Ben kendimi bildim bileli Ayten Alpman oldu hayatımda, onun ile konuşmaya giderken içimde tuhaf duygular vardı. Gerçek denen şey görecelidir, zamana ve mekana göre değişir ve bazen gerçek ile hayal öylesine birbirlerine karışırlar ki hangisi nerede başlar hangisi nerede biter anlayamazsınız, ta ki hayalden kopup sadece gerçek ile karşı karsıya kalıncaya kadar. Ayten Alpman, hatıralarımda ve hayallerimde yarattığım ikondu ve ben onunla gerçekten tanışmaya gidiyordum.

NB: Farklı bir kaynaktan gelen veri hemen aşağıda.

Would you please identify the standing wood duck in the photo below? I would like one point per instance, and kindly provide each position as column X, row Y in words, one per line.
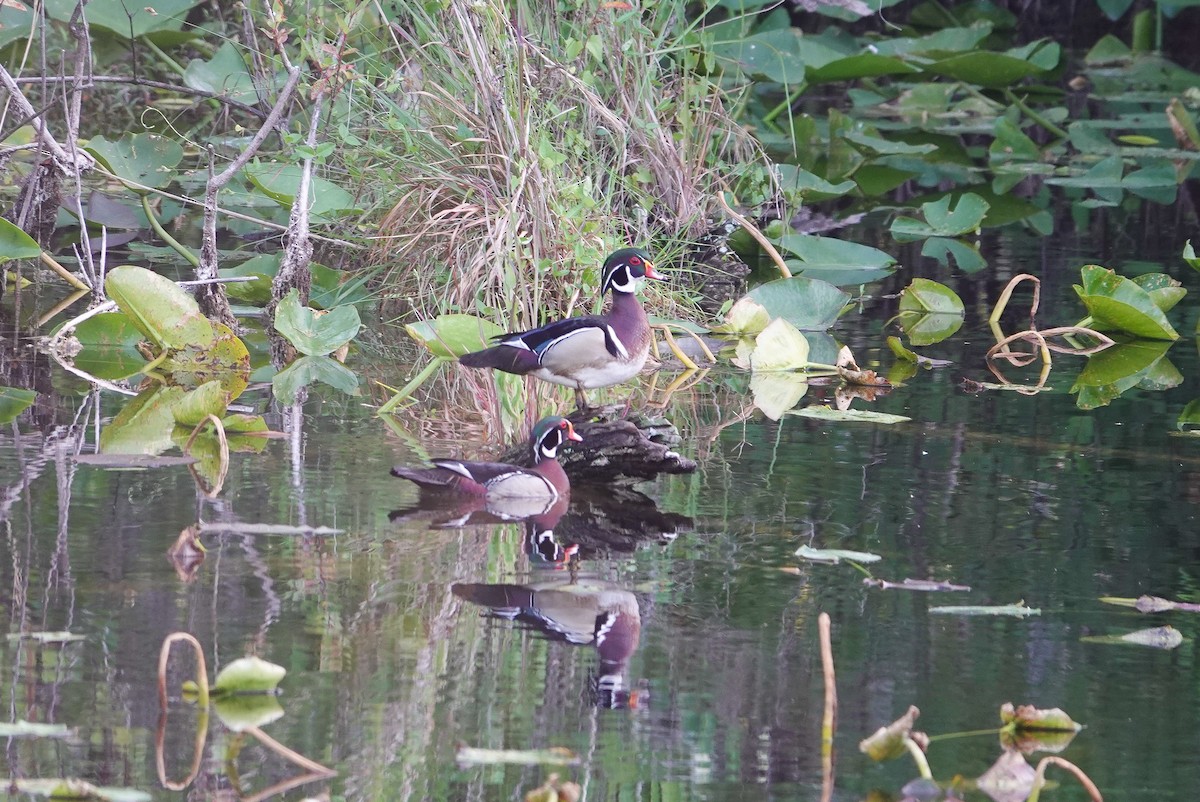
column 589, row 351
column 545, row 480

Kapısını çalmadan önce karşılaştığım bir beye hangi katta oturduğunu sordum. Doktor musunuz diye sordu, yüreğim ağzıma geldi, hayır dedim, niye sordunuz, biraz rahatsızdı çantanıza baktım doktor sandım dedi. Sonunda kapısını çaldım ve endişe ile bekledim. O kısacık an bana çok uzun geldi ama sonunda kapıda açıldı, işte karşımda idi, önce o şaşırdı, daha evvel telefon ederek randevu almış olmama rağmen niye geldiğimi unutmuştu, bir an bozuldum ama çabucak randevumuzu hatırladı ve beni içeri davet etti. Artık ikondan gerçeğe dönüşün hikayesini yazabilirdim.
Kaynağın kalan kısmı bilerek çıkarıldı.